The plot above shows the complete hysteresis loop in a digital control system, capturing both the increasing and decreasing input voltage:
The x-axis represents the input voltage, initially going from 0 to 2V and then returning back to 0V.
The y-axis represents the output state, which can be either 0 or 1.
High Voltage Threshold (Vth_high): When the input voltage rises above 1.4V (indicated by the red dashed line), the system transitions from state 0 to state 1.
Low Voltage Threshold (Vth_low): When the input voltage falls below 0.7V (indicated by the green dashed line), the system transitions back to state 0 from state 1.
Complete Hysteresis Loop: This loop shows the complete hysteresis behavior as the input voltage first increases and then decreases. The system's current state depends not just on the current input but also on its past, which provides a buffer against rapid state changes.
Practical Applications in Digital Systems
Temperature Control of a Thermostat: In temperature control systems, hysteresis is commonly employed to maintain a desired temperature range. For instance, in a room with a target temperature of 70 degrees, the thermostat's control state machine turns on the HVAC system when the room temperature falls below 68 degrees and turns it off when the temperature rises above 72 degrees. This temperature buffer region helps avoid rapid switching of the HVAC system, improving energy efficiency and the overall lifespan of the HVAC and control circuits.
Hysteresis Loop: The loop formed by the HVAC state as the room temperature varies shows the hysteresis behavior. This design prevents the HVAC system from rapidly turning on and off, thus improving energy efficiency and the overall lifespan of both the HVAC system and control circuits.

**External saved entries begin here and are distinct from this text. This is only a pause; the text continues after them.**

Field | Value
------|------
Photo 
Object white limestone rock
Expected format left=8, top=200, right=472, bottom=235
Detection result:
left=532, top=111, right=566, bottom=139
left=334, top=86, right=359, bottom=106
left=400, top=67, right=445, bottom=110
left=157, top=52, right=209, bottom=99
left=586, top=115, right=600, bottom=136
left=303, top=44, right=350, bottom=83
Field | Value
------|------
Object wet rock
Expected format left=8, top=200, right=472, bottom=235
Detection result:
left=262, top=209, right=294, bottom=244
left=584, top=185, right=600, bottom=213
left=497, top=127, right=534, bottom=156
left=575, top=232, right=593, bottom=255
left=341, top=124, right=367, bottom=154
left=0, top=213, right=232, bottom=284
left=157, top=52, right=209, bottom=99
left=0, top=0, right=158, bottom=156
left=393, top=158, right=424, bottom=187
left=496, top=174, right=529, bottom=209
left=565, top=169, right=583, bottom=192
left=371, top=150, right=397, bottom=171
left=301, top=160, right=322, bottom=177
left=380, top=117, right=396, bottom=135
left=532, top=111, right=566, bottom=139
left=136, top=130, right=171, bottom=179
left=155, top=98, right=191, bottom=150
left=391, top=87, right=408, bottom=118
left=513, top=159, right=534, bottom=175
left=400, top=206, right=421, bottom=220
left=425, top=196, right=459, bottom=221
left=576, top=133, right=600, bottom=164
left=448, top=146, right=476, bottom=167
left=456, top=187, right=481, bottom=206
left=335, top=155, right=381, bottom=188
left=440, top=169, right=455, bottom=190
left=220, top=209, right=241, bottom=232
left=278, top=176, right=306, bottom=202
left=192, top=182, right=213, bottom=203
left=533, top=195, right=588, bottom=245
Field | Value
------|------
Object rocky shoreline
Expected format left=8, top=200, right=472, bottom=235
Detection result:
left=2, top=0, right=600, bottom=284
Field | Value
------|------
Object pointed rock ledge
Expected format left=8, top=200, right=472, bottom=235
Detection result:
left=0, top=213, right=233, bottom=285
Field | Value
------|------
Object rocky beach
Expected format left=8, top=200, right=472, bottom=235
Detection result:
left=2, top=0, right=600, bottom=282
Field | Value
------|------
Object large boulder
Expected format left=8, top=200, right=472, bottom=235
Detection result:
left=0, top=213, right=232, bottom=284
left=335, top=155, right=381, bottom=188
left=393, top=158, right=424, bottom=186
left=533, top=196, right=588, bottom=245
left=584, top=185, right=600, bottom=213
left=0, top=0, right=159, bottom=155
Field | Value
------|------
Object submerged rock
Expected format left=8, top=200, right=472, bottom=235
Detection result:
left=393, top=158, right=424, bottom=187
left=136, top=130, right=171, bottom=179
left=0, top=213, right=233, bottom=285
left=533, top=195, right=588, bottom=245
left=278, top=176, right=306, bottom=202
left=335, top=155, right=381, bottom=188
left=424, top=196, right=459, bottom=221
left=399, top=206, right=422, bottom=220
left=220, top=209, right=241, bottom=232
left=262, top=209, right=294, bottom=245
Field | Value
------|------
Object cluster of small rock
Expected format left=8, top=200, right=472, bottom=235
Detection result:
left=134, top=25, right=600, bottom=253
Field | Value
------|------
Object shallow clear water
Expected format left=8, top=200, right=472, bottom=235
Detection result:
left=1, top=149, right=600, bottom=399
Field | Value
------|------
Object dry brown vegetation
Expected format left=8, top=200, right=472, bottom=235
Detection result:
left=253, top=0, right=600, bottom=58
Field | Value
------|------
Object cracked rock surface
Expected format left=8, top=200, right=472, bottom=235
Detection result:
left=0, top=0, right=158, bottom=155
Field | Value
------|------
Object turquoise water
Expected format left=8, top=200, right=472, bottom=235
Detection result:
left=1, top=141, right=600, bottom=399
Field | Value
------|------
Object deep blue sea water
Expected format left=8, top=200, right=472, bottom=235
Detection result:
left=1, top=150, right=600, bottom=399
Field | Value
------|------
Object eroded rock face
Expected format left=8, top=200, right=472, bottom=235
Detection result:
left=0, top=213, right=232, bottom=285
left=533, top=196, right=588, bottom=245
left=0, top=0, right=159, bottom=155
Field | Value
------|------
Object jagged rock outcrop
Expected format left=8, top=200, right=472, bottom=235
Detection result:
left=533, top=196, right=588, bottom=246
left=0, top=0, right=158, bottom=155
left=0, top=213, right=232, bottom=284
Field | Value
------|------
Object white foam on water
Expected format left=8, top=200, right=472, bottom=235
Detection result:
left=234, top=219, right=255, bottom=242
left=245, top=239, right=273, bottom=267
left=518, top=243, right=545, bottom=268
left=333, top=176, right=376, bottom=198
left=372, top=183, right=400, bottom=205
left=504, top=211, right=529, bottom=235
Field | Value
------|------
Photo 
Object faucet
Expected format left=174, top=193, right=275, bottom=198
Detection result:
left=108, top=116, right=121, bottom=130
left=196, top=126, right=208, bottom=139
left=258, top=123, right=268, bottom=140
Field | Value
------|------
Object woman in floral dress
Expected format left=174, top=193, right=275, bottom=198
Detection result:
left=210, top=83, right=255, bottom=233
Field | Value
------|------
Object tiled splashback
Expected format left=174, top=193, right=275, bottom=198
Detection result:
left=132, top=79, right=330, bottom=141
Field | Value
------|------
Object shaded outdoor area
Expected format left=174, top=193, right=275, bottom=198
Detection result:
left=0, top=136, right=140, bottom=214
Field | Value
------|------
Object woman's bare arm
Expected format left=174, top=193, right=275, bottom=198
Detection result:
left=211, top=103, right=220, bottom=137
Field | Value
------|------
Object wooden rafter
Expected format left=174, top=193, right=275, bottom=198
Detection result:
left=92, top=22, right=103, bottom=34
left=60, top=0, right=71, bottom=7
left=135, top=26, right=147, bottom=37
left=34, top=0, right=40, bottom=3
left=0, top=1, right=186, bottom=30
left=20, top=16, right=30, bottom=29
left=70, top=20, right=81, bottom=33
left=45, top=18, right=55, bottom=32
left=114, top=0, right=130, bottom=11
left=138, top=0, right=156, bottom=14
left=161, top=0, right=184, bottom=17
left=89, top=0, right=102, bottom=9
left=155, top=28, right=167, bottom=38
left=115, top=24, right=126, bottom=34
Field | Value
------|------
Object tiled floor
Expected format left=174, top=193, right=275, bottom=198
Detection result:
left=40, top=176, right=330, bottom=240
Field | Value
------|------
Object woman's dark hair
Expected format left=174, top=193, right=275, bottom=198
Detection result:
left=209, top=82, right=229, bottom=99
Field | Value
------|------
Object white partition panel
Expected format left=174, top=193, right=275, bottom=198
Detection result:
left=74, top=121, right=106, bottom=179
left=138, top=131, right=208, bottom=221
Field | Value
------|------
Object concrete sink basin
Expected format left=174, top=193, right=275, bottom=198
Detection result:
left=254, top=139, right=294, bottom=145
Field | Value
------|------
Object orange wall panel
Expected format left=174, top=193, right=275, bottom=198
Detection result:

Digital Circuit Input Logic Trigger (e.g., Schmitt Trigger): Hysteresis is used in digital circuits to prevent false state transitions caused by noise or small disturbances in the input signal. For example, a digital circuit may store a logic bit 1 when the input voltage is above 1.4 V and store a logic bit 0 when the input voltage is below 0.7 V. The control state machine transitions to Logic 1 state when the input exceeds 1.4 V and transitions to Logic 0 state when the input falls below 0.7 V. The inclusion of hysteresis in the threshold values allows for a noise margin of 0.7 V, reducing the chances of false positive state transitions.
Hysteresis Loop: The loop formed by the output state as the input voltage varies shows the hysteresis behavior. The system's current state depends not just on the current input but also on its past, creating a buffer against rapid state changes. Plot below demonstrate this in action.
A graph comparing a simple comparator (output A) and Schmitt comparator (Ouput B) from input (U). The dashlines in U are the tresholds. Image source(wikipedia: https://en.wikipedia.org/wiki/Schmitt_trigger#/media/File:Smitt_hysteresis_graph.svg)
Hysteresis provides robustness and stability to systems, ensuring that changes in input variables do not immediately trigger undesired or erratic responses. By introducing thresholds and memory of previous states, hysteresis allows for more reliable operation and noise immunity in various applications.